What is so interesting about the Horseman costume is how it subtly changes and decays throughout the film, reflecting that time is passing in the film and for the character. During his pre-curse scenes, Walken’s costume as the Hessian shows the costumes in the best condition. The quality and intricacy of the costume’s fabrics and embroidery suggest that the character was able to afford quality attire, giving yet another sly hint to the untold backstory of the character. Soon after the Hessian’s decapitation, the degeneration of both character and costume begins.
The costume was designed by twelve-time and three-time winning Oscar nominated designer Colleen Atwood, a long-time collaborator of Burton. Since meeting and working together on the production of Edward Scissorhands (1991) almost 30 years ago, Atwood has created costumes for some of Burton’s most iconic films – including Planet Of The Apes (2001), Mars Attack! (1994) and Sweeny Todd (2007).
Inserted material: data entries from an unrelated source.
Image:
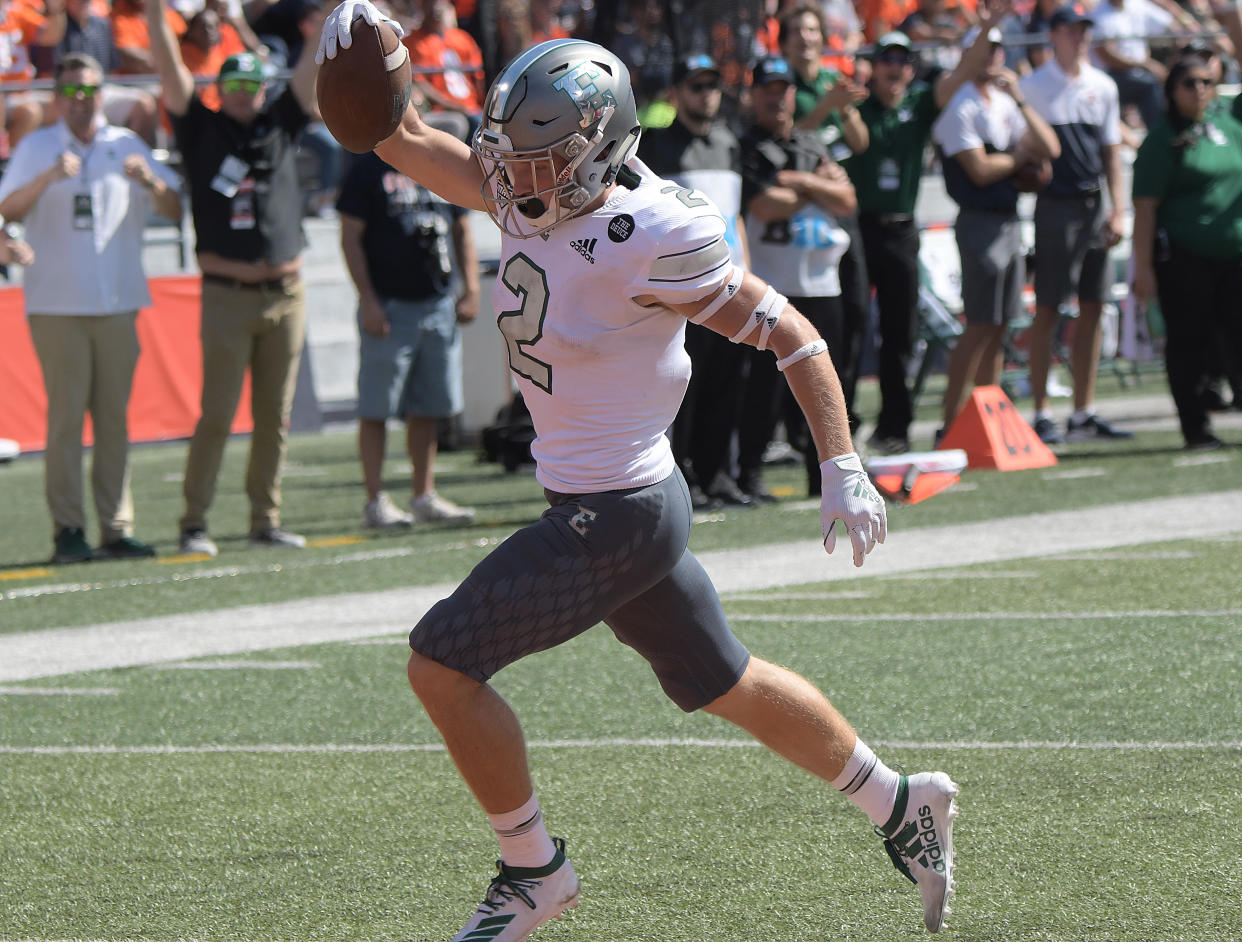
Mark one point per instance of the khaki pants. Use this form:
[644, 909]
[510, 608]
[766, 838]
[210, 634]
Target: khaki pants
[88, 365]
[263, 329]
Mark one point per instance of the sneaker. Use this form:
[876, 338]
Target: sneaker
[126, 548]
[434, 508]
[1093, 428]
[381, 513]
[71, 546]
[277, 538]
[888, 444]
[522, 899]
[918, 838]
[196, 542]
[1047, 431]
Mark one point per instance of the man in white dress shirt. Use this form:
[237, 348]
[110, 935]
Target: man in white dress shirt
[85, 190]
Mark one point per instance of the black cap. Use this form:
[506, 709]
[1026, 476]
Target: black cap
[692, 66]
[771, 70]
[1068, 15]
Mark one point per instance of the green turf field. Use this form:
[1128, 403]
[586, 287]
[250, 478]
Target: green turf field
[1088, 704]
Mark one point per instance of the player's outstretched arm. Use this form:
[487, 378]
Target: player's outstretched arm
[749, 311]
[440, 162]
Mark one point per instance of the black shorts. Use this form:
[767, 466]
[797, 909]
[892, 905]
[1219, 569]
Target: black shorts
[617, 557]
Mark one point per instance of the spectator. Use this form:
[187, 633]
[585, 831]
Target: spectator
[24, 29]
[1073, 226]
[85, 208]
[898, 114]
[1038, 24]
[132, 34]
[793, 193]
[204, 50]
[512, 30]
[939, 27]
[985, 134]
[698, 152]
[447, 62]
[394, 235]
[246, 200]
[647, 50]
[281, 27]
[1187, 233]
[85, 31]
[88, 32]
[545, 21]
[826, 102]
[1122, 50]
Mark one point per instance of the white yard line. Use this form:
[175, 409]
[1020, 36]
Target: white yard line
[612, 743]
[340, 618]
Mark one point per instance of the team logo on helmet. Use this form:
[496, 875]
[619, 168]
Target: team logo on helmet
[588, 97]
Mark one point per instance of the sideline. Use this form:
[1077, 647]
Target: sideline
[355, 615]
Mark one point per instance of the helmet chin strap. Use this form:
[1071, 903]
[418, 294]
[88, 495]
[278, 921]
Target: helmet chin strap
[533, 208]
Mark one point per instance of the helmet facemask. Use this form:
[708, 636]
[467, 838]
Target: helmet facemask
[564, 90]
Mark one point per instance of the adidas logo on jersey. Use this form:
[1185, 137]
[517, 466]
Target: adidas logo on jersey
[585, 247]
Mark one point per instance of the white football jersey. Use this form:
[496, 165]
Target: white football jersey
[598, 354]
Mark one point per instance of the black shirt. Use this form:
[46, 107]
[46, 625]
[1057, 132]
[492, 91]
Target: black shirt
[676, 149]
[245, 193]
[406, 226]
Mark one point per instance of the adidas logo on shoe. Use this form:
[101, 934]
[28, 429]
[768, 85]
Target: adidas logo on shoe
[585, 247]
[519, 900]
[919, 840]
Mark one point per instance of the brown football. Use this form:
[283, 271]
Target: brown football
[364, 90]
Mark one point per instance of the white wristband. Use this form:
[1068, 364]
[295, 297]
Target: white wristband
[812, 349]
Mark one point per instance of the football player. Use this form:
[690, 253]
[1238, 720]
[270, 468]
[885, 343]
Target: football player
[602, 264]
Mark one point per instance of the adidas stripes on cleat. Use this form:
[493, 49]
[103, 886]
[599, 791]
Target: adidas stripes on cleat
[918, 838]
[522, 899]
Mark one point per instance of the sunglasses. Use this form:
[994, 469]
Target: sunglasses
[73, 91]
[240, 85]
[894, 59]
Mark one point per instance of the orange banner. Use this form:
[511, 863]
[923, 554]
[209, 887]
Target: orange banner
[164, 403]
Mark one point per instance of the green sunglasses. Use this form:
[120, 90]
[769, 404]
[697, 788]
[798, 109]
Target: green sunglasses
[240, 85]
[73, 91]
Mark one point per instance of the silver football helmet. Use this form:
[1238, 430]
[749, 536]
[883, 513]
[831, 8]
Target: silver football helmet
[558, 123]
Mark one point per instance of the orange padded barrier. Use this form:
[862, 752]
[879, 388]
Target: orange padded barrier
[994, 434]
[164, 403]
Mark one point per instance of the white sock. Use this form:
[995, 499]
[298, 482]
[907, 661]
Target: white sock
[523, 838]
[868, 783]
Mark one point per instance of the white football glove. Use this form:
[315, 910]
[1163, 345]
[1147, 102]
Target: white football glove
[850, 496]
[335, 27]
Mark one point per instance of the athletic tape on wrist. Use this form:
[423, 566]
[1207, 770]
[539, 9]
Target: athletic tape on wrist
[722, 297]
[811, 349]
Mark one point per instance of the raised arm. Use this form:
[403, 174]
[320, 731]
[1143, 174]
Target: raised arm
[174, 77]
[440, 162]
[974, 60]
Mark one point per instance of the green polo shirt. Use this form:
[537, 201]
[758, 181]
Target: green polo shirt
[806, 96]
[1199, 185]
[887, 174]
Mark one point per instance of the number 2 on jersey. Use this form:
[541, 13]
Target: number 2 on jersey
[524, 326]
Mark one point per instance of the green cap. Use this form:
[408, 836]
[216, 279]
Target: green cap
[244, 65]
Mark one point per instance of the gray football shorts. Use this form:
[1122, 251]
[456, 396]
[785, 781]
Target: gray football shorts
[1071, 250]
[617, 557]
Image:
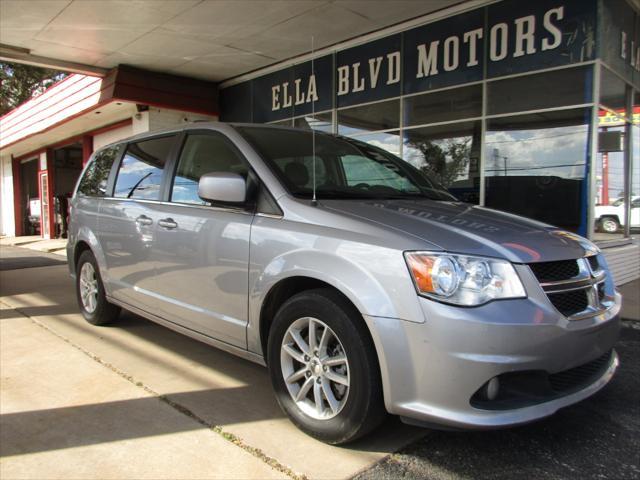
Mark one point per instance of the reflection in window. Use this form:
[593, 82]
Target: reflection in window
[94, 181]
[141, 169]
[571, 86]
[360, 172]
[611, 203]
[454, 104]
[299, 170]
[203, 153]
[321, 121]
[536, 166]
[389, 141]
[450, 154]
[369, 118]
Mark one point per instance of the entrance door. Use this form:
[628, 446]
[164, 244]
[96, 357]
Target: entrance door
[44, 205]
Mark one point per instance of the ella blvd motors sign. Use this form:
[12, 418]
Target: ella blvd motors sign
[503, 38]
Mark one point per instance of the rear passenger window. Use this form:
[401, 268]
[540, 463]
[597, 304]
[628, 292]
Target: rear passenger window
[94, 180]
[204, 153]
[140, 173]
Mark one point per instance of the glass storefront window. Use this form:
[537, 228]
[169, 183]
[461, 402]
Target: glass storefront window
[571, 86]
[450, 154]
[288, 122]
[444, 106]
[610, 203]
[612, 91]
[535, 166]
[321, 121]
[368, 118]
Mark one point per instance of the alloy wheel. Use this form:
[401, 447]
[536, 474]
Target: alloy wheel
[88, 287]
[315, 368]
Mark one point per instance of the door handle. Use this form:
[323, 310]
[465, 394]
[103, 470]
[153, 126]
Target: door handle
[168, 223]
[143, 220]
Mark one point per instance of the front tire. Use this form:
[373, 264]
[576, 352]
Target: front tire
[90, 292]
[323, 367]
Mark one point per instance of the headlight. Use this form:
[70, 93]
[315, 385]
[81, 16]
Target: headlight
[463, 280]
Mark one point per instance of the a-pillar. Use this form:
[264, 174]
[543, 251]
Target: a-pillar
[87, 148]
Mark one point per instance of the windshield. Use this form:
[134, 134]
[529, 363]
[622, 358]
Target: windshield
[345, 168]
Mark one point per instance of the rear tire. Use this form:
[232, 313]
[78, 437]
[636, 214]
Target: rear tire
[338, 382]
[90, 292]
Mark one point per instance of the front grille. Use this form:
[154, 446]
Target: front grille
[571, 302]
[533, 387]
[555, 271]
[578, 377]
[574, 287]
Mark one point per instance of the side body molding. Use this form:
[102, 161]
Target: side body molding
[374, 278]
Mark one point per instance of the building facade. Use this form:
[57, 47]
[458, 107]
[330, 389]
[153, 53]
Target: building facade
[45, 142]
[528, 107]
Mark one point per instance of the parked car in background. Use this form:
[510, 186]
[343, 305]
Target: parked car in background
[611, 218]
[362, 285]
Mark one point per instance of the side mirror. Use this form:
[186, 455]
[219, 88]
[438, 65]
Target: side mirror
[222, 187]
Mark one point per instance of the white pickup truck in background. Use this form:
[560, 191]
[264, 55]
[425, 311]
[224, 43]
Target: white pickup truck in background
[610, 218]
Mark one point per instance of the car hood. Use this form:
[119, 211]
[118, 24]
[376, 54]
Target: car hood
[468, 229]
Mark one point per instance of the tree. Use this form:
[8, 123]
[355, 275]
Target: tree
[445, 160]
[19, 83]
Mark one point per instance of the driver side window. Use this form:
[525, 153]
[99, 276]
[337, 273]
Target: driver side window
[203, 153]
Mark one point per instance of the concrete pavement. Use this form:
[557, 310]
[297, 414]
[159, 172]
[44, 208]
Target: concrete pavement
[134, 378]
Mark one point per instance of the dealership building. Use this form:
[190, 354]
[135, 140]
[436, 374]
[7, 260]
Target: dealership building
[527, 107]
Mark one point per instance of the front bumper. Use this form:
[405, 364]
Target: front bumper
[431, 370]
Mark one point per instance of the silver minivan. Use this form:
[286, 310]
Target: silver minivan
[363, 285]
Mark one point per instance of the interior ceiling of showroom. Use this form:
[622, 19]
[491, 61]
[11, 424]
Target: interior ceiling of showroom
[208, 39]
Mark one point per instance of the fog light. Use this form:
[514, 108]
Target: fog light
[491, 389]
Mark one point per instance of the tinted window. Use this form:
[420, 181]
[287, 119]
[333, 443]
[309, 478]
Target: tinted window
[359, 171]
[203, 153]
[140, 173]
[345, 168]
[94, 181]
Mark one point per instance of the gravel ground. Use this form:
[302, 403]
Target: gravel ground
[598, 438]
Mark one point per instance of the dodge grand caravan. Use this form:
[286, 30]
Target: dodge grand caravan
[361, 284]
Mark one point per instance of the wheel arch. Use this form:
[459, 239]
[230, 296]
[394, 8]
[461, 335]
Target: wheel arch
[283, 290]
[86, 240]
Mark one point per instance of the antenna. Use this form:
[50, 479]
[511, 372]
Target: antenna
[314, 200]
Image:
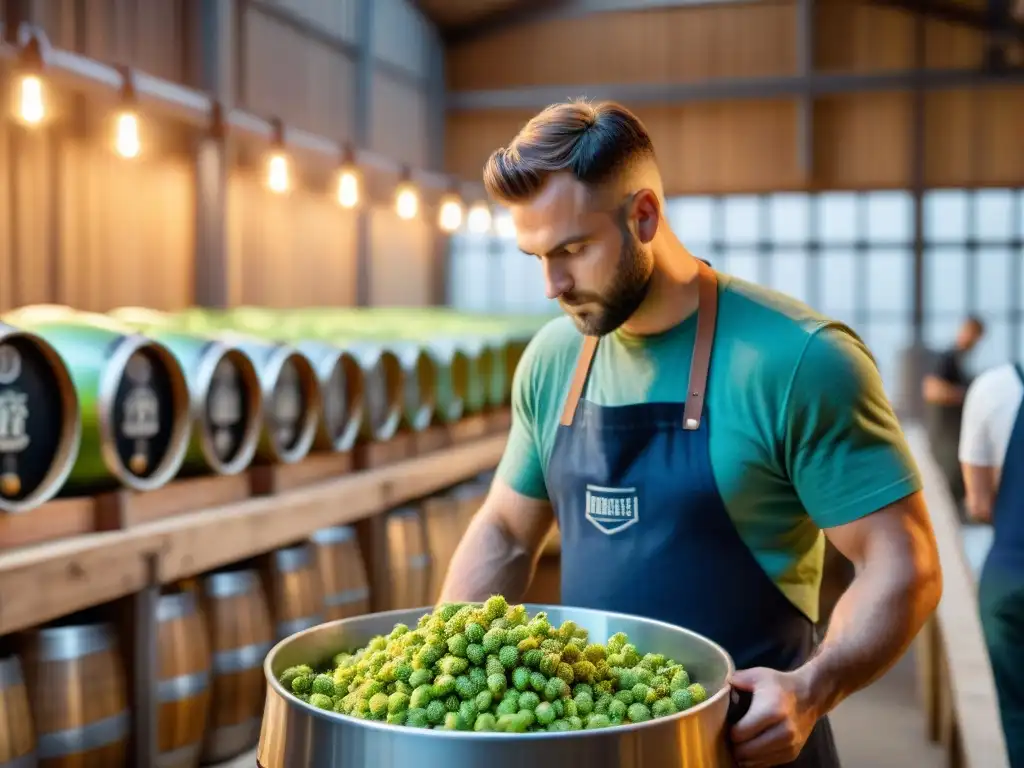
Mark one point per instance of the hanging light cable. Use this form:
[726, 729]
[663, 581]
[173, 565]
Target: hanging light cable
[30, 92]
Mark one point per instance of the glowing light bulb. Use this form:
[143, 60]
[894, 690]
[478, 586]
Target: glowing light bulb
[276, 176]
[126, 140]
[31, 108]
[504, 225]
[348, 189]
[479, 218]
[451, 215]
[407, 204]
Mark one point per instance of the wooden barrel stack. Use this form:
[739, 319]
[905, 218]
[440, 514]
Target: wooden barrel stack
[17, 738]
[183, 688]
[410, 556]
[342, 572]
[241, 635]
[296, 594]
[76, 681]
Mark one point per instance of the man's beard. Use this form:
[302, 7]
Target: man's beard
[628, 291]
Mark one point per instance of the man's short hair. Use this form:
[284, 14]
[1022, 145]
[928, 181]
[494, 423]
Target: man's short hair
[595, 142]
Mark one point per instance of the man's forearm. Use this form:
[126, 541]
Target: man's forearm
[488, 561]
[871, 627]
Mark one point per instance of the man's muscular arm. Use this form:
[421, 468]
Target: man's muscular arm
[499, 552]
[897, 587]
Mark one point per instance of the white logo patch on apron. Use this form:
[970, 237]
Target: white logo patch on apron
[612, 510]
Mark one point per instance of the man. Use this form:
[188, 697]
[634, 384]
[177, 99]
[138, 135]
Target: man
[991, 451]
[943, 390]
[692, 434]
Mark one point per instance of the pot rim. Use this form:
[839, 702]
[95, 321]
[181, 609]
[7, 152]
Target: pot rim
[330, 716]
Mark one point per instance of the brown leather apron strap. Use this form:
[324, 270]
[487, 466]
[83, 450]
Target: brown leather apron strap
[707, 317]
[579, 379]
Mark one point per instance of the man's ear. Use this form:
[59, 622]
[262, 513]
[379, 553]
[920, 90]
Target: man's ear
[646, 214]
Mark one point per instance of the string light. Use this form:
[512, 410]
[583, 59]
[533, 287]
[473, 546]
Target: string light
[479, 218]
[450, 217]
[278, 175]
[31, 105]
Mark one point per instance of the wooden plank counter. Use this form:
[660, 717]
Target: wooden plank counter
[962, 707]
[42, 583]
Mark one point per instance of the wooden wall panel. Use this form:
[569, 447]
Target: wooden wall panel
[143, 34]
[126, 231]
[402, 259]
[398, 121]
[403, 37]
[658, 45]
[289, 250]
[92, 230]
[339, 18]
[863, 141]
[305, 83]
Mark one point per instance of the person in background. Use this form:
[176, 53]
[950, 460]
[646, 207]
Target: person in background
[943, 390]
[991, 452]
[695, 437]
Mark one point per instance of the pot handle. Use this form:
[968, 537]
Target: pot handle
[739, 704]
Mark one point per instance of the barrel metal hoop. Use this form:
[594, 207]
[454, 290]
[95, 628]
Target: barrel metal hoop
[346, 597]
[183, 757]
[67, 643]
[182, 687]
[240, 659]
[83, 738]
[336, 535]
[29, 760]
[10, 673]
[175, 605]
[229, 583]
[294, 626]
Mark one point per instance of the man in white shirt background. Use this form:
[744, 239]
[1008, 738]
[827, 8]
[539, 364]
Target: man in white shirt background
[991, 454]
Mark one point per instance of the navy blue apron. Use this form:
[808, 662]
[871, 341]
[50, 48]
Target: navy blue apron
[644, 529]
[1000, 592]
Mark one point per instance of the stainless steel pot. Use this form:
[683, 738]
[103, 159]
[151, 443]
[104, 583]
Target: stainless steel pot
[297, 735]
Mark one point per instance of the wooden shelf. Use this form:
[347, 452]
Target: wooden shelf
[42, 583]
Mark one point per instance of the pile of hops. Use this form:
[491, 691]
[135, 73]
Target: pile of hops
[493, 668]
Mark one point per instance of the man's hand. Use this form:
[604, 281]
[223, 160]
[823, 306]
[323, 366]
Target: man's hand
[781, 717]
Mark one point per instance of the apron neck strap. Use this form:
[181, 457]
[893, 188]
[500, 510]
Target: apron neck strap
[707, 318]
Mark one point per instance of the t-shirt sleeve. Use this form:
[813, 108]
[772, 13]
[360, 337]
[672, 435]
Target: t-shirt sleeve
[845, 452]
[976, 445]
[521, 466]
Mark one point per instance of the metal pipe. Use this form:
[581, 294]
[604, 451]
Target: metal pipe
[195, 108]
[721, 89]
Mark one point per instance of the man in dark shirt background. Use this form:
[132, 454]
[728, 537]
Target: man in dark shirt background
[943, 390]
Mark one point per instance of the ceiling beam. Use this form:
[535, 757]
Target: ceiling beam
[953, 12]
[528, 11]
[815, 85]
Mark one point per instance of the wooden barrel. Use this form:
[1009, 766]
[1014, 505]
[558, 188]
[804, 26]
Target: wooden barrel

The final stage costumes were given a covering of wax that gave a very realistic mould effect to the fabric, subtly reflecting the passing of time for the character. The tears and stains also mirror the general wear and tear sustained by the character during his ‘headhunting’. Special effects versions of the tunics were also seen to be riddled with bullet holes and stab wounds.
The costume itself is very ornate. The tunic features two large dragons finished in silver and red embroidery, with a distinctive check pattern on the chest piece seemingly used to seen from a distance.
The black gloves and the elongated long black boots are made from a unique leather, which was specially finished in Italy and supplied to Noel Howard and his team at MBA Costumiers in London.
The cloak is heavily distressed and torn with an elaborate swirling pattern, with a continuing hint of red that is revealed throughout the rest of the costume. The display is finished with a stunt version of one of the Horseman’s axes and a replica (from the original moulds) of the Horseman skull.
Whether you love or hate horror films, you can’t deny that with a little Burton magic and a whole lot of help from Costume Designer Colleen Atwood, they managed to truly bring to life one of literature’s most horrifying villains!